I must tell you, this Hearty Winter Vegetable soup, made with some ingenious ingredients, is simply delicious. The sweetness of the butter squash ran throughout, and the homemade chicken broth added to the addictive flavor. The chickpeas were quite tasty, and I usually don’t care for chickpeas! Yukon gold potatoes added to the heartiness factor. A whole head of escarole, chopped up, and thrown in at the end added to the appeal. But the crowning glory was the 2 tablespoons of real lemon juice and chopped up mint leaves. Each bite was heavenly.
A big thank you to the Ehrlich’s for sharing their fab recipe for Hearty Winter Vegetable Soup in the January 2010 issue of Martha Stewart Living magazine! I substituted onion for leeks, eliminated the fresh dill (as I had used dill to cook my homemade chicken stock) and more than halved the spiciness; I used only a very, very small pinch of red pepper flakes. I also ended up adding 2 more cups of chicken broth than the 5 1/4 cups the recipe called for, probably because I let it simmer longer than the 15 minutes the recipe suggested.

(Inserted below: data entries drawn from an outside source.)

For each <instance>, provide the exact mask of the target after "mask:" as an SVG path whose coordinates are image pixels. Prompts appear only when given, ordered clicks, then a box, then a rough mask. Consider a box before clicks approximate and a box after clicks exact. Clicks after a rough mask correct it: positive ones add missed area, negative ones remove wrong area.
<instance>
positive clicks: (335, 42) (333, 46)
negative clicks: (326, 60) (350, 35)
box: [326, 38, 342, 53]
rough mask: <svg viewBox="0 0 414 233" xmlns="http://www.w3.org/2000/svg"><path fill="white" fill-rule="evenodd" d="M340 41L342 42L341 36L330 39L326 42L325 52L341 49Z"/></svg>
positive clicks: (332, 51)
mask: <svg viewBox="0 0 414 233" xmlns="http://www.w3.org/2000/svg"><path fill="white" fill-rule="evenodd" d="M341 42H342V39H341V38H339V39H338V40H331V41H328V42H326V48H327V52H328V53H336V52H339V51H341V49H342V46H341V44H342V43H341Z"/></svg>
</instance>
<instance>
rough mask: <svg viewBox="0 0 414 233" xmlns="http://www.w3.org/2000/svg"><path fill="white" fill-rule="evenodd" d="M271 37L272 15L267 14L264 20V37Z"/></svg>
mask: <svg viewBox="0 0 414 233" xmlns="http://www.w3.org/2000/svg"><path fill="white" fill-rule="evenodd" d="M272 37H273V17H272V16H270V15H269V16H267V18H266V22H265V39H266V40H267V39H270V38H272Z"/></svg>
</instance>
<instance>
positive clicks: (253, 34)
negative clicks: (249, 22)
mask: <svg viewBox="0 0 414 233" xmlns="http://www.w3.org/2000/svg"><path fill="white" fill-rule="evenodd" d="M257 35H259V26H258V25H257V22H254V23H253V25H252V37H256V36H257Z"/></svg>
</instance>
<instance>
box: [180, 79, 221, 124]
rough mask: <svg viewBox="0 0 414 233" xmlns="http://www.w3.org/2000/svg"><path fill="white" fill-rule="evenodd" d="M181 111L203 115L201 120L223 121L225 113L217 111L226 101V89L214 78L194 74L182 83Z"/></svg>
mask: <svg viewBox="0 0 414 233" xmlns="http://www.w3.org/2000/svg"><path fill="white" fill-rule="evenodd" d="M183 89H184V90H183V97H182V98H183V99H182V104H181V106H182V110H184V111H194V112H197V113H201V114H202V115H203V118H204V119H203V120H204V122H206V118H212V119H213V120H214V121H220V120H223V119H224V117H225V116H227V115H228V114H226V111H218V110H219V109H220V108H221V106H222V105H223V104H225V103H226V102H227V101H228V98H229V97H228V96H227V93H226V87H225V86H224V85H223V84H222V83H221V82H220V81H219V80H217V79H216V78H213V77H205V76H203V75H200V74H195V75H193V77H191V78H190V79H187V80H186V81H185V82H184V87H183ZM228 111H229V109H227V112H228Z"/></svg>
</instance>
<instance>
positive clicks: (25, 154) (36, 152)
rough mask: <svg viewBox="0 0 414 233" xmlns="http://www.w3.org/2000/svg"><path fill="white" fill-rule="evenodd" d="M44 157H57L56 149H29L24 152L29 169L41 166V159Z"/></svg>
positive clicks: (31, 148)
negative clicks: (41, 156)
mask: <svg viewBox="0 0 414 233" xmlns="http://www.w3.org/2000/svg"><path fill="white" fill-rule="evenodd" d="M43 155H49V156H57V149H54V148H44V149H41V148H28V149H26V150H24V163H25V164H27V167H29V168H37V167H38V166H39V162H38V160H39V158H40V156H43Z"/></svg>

Total time to make the soup–about 45 minutes, including prep time. My mother helped me chop up some of the vegetables for the soup, and stirred the veggies in the pot while I cut the butternut squash. Thanks to Mom, nothing burned while I was chopping. Thanks, Mom!
I wish I had been able to serve the soup with good bread and cheese. I just happened to not have those on hand that day.
I simply must make some more chicken broth soon so that I can make this soup again! It is the best soup I have ever made. What is your favorite soup?